‘Significant’ staff cuts drive rising FOIA backlogs
The latest reports from agency chief FOIA officers illustrate how the Trump administration's workforce cuts drove another increase in FOIA backlogs.
By Justin Doubleday, Fed. News Network, Mar. 20, 2026
The Trump administration’s workforce cuts and an ever-increasing number of Freedom of Information Act requests have deepened challenges for already strained federal offices charged with overseeing FOIA processing.
Annual FOIA reports and related chief FOIA officer reports, released by the Justice Department in recent weeks, offer insights into an unprecedented year for federal FOIA offices. While governmentwide FOIA backlogs have been on the rise for years, the workforce reductions in 2025 compounded existing challenges facing FOIA offices, the reports show.
Most FOIA offices are increasingly turning to artificial intelligence and other automation technologies to streamline the FOIA process and make up for staffing gaps. But many of those efforts are early in development and have largely failed, so far, to make much of a dent in rising backlogs.

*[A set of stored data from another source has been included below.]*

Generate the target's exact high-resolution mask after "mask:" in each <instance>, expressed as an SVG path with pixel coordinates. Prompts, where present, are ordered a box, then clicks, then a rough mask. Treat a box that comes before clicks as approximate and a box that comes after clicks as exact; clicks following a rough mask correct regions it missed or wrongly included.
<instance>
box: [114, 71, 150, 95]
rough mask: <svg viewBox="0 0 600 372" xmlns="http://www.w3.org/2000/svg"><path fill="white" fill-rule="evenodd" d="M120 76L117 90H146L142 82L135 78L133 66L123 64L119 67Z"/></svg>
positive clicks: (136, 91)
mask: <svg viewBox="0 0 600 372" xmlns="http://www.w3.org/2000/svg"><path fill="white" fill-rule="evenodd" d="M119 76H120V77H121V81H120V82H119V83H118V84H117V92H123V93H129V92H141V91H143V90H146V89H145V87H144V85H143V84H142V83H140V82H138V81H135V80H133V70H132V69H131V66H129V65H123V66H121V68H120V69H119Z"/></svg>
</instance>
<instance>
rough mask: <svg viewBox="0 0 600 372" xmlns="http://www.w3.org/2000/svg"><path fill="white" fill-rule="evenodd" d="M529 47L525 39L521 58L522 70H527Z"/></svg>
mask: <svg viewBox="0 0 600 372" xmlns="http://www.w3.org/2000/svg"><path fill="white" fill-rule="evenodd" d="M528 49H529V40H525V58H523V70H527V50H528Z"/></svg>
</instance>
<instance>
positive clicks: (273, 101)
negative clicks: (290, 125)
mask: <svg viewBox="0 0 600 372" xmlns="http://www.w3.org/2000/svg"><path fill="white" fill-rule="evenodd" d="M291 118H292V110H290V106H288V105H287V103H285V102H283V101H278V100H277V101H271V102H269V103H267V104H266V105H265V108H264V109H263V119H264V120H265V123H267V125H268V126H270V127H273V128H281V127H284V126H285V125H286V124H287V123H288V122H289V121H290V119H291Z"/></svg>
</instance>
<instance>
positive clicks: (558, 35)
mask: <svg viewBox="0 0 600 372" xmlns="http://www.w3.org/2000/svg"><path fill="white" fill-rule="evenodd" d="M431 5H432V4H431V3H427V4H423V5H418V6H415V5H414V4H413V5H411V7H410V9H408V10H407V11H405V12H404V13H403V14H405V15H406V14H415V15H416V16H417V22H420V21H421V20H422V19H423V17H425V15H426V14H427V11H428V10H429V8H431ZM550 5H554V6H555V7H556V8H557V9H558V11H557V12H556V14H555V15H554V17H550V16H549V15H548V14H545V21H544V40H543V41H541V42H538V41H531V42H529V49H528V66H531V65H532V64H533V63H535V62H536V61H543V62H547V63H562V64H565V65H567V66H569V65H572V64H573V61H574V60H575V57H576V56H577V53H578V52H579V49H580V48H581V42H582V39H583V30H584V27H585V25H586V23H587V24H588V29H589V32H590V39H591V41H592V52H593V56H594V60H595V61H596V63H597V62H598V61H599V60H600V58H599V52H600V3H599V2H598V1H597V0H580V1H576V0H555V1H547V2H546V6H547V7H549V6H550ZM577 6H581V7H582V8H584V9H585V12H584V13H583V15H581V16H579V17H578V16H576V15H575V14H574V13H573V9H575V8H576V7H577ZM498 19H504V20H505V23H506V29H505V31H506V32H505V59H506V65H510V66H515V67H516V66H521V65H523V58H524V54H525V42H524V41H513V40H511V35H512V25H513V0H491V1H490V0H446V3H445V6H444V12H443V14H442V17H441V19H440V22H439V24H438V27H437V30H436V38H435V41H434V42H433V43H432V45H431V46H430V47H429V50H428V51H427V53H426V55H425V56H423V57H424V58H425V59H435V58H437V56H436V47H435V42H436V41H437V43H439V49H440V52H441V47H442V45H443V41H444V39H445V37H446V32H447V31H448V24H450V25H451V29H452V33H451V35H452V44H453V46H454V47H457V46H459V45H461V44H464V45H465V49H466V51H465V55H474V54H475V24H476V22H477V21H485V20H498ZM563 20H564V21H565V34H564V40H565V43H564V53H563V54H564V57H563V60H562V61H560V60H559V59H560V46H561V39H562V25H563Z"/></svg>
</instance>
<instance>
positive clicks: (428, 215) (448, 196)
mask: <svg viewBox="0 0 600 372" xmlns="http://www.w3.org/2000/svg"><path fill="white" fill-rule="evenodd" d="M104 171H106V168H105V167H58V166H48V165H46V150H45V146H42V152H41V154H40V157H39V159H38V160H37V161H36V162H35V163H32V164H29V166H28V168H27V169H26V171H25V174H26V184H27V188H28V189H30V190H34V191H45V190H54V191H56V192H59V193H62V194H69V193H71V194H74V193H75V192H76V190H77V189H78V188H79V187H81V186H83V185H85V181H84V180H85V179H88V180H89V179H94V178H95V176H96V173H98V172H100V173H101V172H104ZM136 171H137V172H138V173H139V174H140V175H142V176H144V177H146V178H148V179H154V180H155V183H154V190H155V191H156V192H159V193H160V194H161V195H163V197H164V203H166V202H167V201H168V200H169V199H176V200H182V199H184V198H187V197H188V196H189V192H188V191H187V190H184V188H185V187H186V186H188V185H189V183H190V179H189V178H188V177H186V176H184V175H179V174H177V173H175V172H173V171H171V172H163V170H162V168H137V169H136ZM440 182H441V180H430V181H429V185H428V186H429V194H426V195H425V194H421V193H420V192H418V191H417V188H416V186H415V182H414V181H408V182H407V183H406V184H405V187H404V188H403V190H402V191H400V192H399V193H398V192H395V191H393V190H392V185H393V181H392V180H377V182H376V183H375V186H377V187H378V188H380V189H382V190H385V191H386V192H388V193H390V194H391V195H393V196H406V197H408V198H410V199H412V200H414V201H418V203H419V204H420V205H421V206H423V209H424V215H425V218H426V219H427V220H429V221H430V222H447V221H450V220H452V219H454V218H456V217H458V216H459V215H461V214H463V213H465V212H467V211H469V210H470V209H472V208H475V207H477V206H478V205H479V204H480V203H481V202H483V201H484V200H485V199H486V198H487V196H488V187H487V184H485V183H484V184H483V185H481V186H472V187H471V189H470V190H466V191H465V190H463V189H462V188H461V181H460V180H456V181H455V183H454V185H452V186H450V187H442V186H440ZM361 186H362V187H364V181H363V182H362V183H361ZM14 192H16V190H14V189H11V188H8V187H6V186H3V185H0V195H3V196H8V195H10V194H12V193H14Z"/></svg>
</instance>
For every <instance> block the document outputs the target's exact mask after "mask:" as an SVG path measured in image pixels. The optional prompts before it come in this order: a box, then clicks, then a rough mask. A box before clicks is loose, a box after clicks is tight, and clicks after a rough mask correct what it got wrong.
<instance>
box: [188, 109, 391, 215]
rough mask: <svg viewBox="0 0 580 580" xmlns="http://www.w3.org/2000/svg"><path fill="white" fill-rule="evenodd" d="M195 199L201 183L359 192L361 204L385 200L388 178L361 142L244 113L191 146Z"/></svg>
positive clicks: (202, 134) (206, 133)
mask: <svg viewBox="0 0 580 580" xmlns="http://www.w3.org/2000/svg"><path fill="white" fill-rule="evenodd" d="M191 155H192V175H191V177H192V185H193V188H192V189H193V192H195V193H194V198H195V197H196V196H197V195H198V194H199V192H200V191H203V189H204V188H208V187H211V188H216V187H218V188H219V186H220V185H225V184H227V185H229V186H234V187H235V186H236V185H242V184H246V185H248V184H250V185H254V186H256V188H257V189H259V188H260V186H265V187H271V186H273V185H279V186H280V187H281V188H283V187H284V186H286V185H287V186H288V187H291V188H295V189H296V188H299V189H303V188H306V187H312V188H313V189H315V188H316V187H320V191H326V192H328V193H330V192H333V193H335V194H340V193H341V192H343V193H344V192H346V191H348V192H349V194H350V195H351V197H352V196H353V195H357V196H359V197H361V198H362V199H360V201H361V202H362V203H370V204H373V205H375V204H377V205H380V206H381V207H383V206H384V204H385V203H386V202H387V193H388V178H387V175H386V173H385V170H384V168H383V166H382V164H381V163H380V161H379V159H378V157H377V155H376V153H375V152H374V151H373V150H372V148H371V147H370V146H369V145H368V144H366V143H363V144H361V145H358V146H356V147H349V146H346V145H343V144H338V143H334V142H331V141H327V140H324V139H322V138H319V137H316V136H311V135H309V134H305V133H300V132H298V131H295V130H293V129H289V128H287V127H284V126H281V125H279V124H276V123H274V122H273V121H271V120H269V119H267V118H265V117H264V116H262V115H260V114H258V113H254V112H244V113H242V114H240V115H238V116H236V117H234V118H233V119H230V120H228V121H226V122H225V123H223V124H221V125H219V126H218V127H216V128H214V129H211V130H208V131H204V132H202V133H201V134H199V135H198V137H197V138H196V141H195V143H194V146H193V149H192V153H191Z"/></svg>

At the Defense Department, the FOIA backlog rose by 42% to more than 30,000 cases across the department by the end of fiscal 2025. A FOIA request is backlogged when an agency fails to respond within the statutory timeframe of 20 working days.
DoD’s chief FOIA officer attributed the increase in backlogs to “loss of staff, increases in the number of incoming requests, to include complexity of those requests, and litigation.”